My prediction is that, above all else, two specific things about this debut will make the most immediate impact on listeners. First, with trips to North Virginia, New England, Las Vegas, Abilene, Corinth, Tennessee, and Carolina, Presenting The Great Unknowns puts on more miles than a record of truck driving songs. (Just a theory, but all this highway talk could be related to the fact that songwriter and vocalist Becky Warren lives in Statesboro, Georgia, while the other three band members are in Boston.)
Second, the music that fuels these road trips frequently sounds like the work of an extraordinarily good tribute band, Sweet Old Gravel Road: The Lucinda Williams Experience. This strong similarity is most striking on “Forever”, all weathered vocals, accordion, and damaged hearts; its opening line, “Since you’ve been gone, my heart is a fist,” even sounds like it could have two-stepped off Williams’ self-titled record.
Despite this second quirk — or, more likely, because of it — I can’t stop playing this disc.
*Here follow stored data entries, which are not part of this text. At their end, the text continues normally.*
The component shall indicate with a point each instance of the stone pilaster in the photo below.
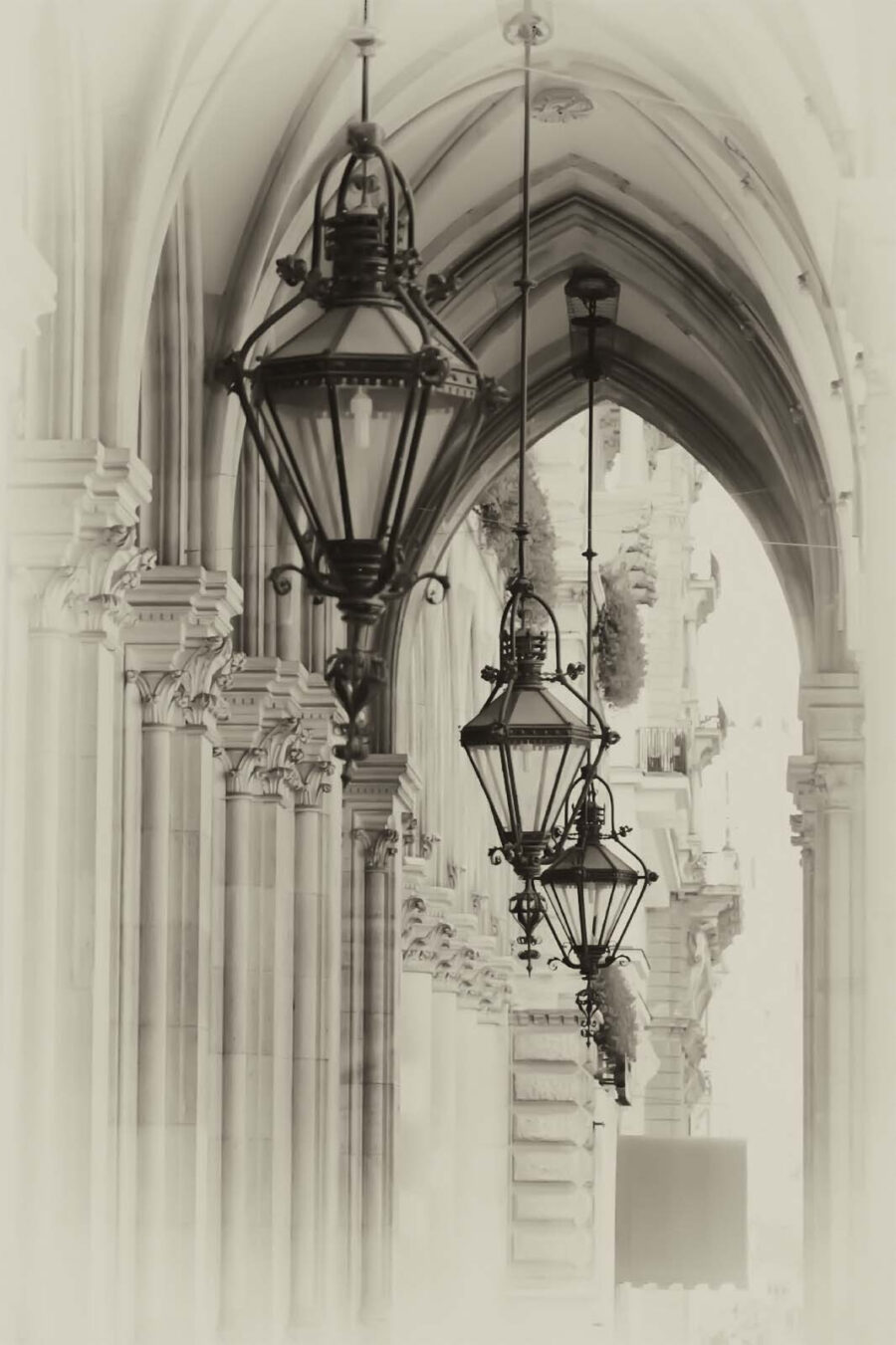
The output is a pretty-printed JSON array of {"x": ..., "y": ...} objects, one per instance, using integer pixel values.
[
  {"x": 263, "y": 740},
  {"x": 829, "y": 792},
  {"x": 73, "y": 565},
  {"x": 315, "y": 1033},
  {"x": 381, "y": 789}
]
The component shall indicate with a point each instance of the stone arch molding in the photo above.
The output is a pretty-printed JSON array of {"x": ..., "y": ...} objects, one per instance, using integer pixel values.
[{"x": 458, "y": 93}]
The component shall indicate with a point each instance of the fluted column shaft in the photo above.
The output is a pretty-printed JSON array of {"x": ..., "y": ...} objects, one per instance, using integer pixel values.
[
  {"x": 240, "y": 1034},
  {"x": 381, "y": 788}
]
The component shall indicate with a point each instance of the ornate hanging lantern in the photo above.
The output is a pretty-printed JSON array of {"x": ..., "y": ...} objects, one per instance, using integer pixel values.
[
  {"x": 593, "y": 886},
  {"x": 355, "y": 394},
  {"x": 527, "y": 746}
]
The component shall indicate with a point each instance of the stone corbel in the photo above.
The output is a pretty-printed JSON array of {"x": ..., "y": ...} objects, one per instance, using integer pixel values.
[
  {"x": 310, "y": 779},
  {"x": 800, "y": 782},
  {"x": 428, "y": 841},
  {"x": 280, "y": 758},
  {"x": 91, "y": 594},
  {"x": 425, "y": 941},
  {"x": 108, "y": 573},
  {"x": 191, "y": 694},
  {"x": 459, "y": 965},
  {"x": 378, "y": 847},
  {"x": 178, "y": 608},
  {"x": 409, "y": 832},
  {"x": 455, "y": 870},
  {"x": 413, "y": 916}
]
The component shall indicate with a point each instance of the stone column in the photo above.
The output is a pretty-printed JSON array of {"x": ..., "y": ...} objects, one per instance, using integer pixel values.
[
  {"x": 174, "y": 997},
  {"x": 444, "y": 1044},
  {"x": 261, "y": 738},
  {"x": 313, "y": 1129},
  {"x": 381, "y": 788},
  {"x": 70, "y": 543},
  {"x": 827, "y": 788},
  {"x": 424, "y": 939}
]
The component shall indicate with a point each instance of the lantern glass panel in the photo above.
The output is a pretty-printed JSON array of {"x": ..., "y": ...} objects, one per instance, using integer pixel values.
[
  {"x": 543, "y": 774},
  {"x": 370, "y": 432},
  {"x": 486, "y": 762}
]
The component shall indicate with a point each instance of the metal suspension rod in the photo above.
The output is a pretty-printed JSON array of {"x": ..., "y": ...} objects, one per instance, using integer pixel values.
[
  {"x": 524, "y": 284},
  {"x": 364, "y": 73},
  {"x": 589, "y": 549}
]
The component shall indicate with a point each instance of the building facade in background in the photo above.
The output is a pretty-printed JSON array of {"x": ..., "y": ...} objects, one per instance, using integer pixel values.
[{"x": 265, "y": 1048}]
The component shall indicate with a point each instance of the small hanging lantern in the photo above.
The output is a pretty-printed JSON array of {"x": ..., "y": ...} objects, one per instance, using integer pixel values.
[
  {"x": 593, "y": 886},
  {"x": 527, "y": 747},
  {"x": 355, "y": 397}
]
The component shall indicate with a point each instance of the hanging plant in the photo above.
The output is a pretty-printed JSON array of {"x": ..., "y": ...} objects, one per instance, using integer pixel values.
[
  {"x": 497, "y": 510},
  {"x": 622, "y": 659},
  {"x": 617, "y": 1033}
]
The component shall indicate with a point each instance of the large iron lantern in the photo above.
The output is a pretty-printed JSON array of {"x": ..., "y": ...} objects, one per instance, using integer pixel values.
[
  {"x": 593, "y": 886},
  {"x": 528, "y": 747},
  {"x": 592, "y": 307},
  {"x": 356, "y": 398}
]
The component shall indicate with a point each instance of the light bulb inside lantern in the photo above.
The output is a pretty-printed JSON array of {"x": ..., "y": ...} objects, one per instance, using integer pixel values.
[{"x": 360, "y": 408}]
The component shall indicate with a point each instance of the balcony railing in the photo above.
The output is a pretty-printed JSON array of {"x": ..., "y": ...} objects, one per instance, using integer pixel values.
[{"x": 662, "y": 751}]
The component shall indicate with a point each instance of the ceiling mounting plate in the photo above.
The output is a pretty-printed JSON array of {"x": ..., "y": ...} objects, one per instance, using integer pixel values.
[{"x": 529, "y": 26}]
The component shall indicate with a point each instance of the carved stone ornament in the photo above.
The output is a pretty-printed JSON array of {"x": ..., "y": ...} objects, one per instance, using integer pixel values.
[
  {"x": 563, "y": 103},
  {"x": 310, "y": 781},
  {"x": 280, "y": 754},
  {"x": 456, "y": 966},
  {"x": 427, "y": 942},
  {"x": 378, "y": 846},
  {"x": 92, "y": 593},
  {"x": 428, "y": 841},
  {"x": 454, "y": 872},
  {"x": 194, "y": 690},
  {"x": 409, "y": 832}
]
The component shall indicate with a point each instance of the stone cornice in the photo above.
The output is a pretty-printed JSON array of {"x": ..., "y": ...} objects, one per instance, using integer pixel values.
[
  {"x": 383, "y": 777},
  {"x": 829, "y": 785},
  {"x": 191, "y": 694},
  {"x": 378, "y": 847},
  {"x": 178, "y": 606},
  {"x": 311, "y": 781},
  {"x": 65, "y": 495}
]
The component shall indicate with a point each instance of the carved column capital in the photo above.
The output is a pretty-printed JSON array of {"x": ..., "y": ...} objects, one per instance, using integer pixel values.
[
  {"x": 108, "y": 573},
  {"x": 456, "y": 966},
  {"x": 205, "y": 677},
  {"x": 192, "y": 693},
  {"x": 377, "y": 846},
  {"x": 310, "y": 781},
  {"x": 280, "y": 756}
]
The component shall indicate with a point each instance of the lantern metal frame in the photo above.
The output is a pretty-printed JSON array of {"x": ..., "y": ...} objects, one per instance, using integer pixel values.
[
  {"x": 374, "y": 265},
  {"x": 524, "y": 652},
  {"x": 586, "y": 936}
]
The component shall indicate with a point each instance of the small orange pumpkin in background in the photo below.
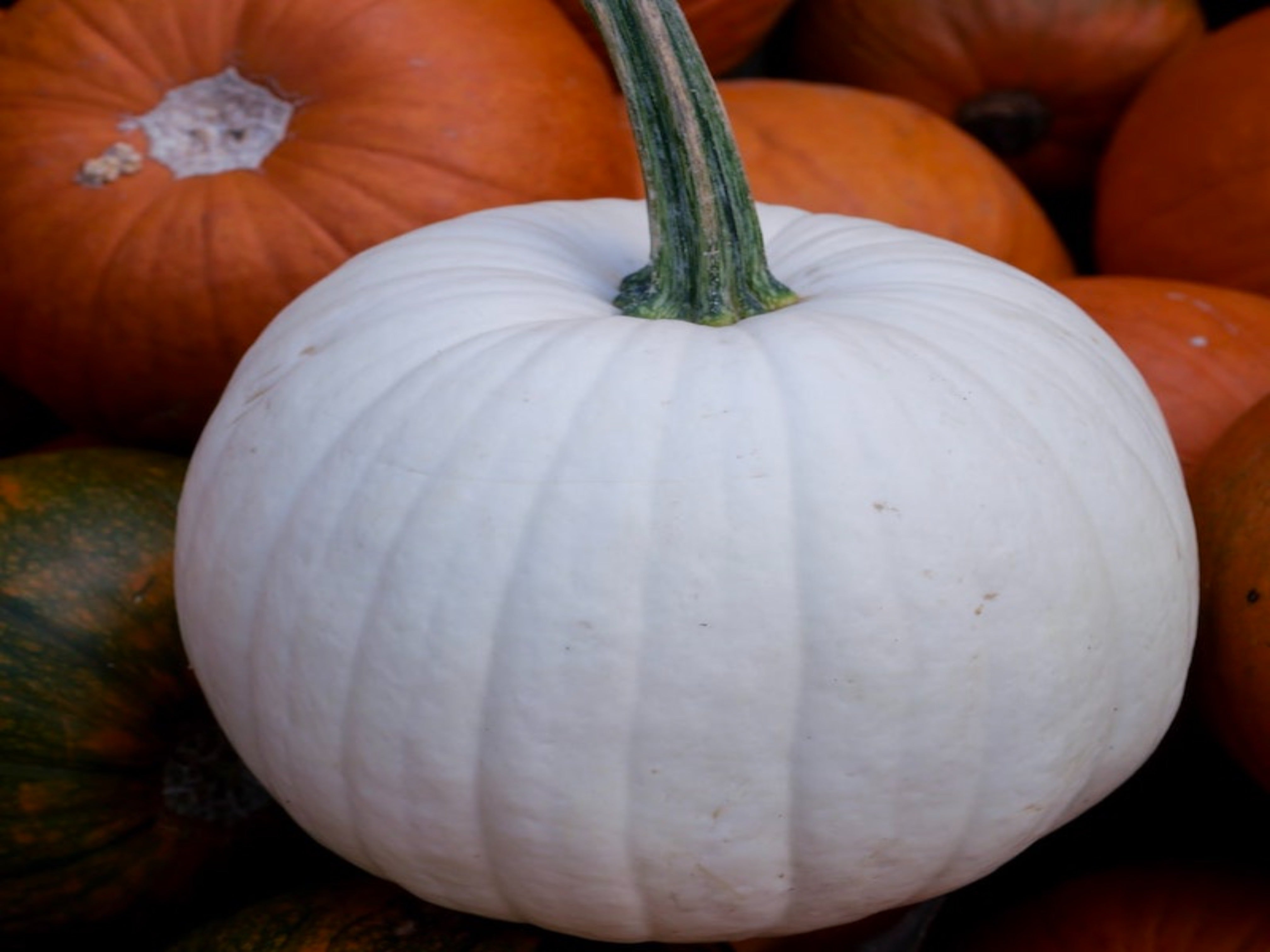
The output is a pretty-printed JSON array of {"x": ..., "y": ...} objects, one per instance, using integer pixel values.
[
  {"x": 834, "y": 149},
  {"x": 727, "y": 31},
  {"x": 1231, "y": 672},
  {"x": 1041, "y": 82},
  {"x": 177, "y": 172},
  {"x": 827, "y": 148},
  {"x": 1158, "y": 908},
  {"x": 1204, "y": 349},
  {"x": 1184, "y": 190}
]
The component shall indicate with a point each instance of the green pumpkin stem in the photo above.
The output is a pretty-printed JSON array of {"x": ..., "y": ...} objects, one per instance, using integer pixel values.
[{"x": 708, "y": 262}]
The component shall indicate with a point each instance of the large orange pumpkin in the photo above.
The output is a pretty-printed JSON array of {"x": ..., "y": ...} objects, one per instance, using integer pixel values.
[
  {"x": 1165, "y": 908},
  {"x": 727, "y": 31},
  {"x": 1204, "y": 349},
  {"x": 1185, "y": 186},
  {"x": 832, "y": 149},
  {"x": 1041, "y": 82},
  {"x": 1233, "y": 657},
  {"x": 177, "y": 171}
]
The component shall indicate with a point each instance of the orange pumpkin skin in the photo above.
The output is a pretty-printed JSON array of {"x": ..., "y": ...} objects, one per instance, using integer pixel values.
[
  {"x": 1231, "y": 673},
  {"x": 834, "y": 149},
  {"x": 1203, "y": 349},
  {"x": 1043, "y": 82},
  {"x": 1173, "y": 908},
  {"x": 1184, "y": 191},
  {"x": 130, "y": 299},
  {"x": 727, "y": 31}
]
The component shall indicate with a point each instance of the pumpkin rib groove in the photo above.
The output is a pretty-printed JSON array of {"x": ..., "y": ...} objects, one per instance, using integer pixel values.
[
  {"x": 511, "y": 195},
  {"x": 130, "y": 220},
  {"x": 796, "y": 545},
  {"x": 288, "y": 188},
  {"x": 521, "y": 552},
  {"x": 92, "y": 25}
]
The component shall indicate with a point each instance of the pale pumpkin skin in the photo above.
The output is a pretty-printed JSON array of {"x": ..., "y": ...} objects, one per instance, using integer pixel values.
[{"x": 652, "y": 631}]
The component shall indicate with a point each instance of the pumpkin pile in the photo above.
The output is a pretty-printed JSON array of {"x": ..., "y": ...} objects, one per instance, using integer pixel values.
[{"x": 773, "y": 475}]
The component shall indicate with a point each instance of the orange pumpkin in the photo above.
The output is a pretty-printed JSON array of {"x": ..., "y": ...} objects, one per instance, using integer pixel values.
[
  {"x": 177, "y": 172},
  {"x": 1204, "y": 349},
  {"x": 1231, "y": 673},
  {"x": 1041, "y": 82},
  {"x": 727, "y": 31},
  {"x": 1168, "y": 908},
  {"x": 1185, "y": 186},
  {"x": 832, "y": 149}
]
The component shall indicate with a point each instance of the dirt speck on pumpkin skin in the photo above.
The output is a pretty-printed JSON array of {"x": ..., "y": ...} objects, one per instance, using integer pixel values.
[{"x": 118, "y": 159}]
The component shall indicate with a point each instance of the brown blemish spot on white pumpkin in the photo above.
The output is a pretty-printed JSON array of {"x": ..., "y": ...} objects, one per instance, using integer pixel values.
[
  {"x": 214, "y": 125},
  {"x": 118, "y": 159}
]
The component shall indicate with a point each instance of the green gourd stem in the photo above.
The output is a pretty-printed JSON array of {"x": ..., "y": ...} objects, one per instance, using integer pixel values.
[{"x": 708, "y": 262}]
Warren’s songwriting is evocative and richly detailed throughout (“You can’t make it in this town without leather for bones and a conscience of stone” is one rather Townes-ian example), and guitarist Michael Powell’s experience in the power-pop band Invisible Downtown seems to have brought an exceptional crispness and hookiness to the Great Unknown’s rootsy rock.
Thus, I walk around singing the “When I Was Your Girl” chorus from the fine song of the same name, earning strange looks from my wife and proving that the album has made a home in my head, and quite possibly in my heart.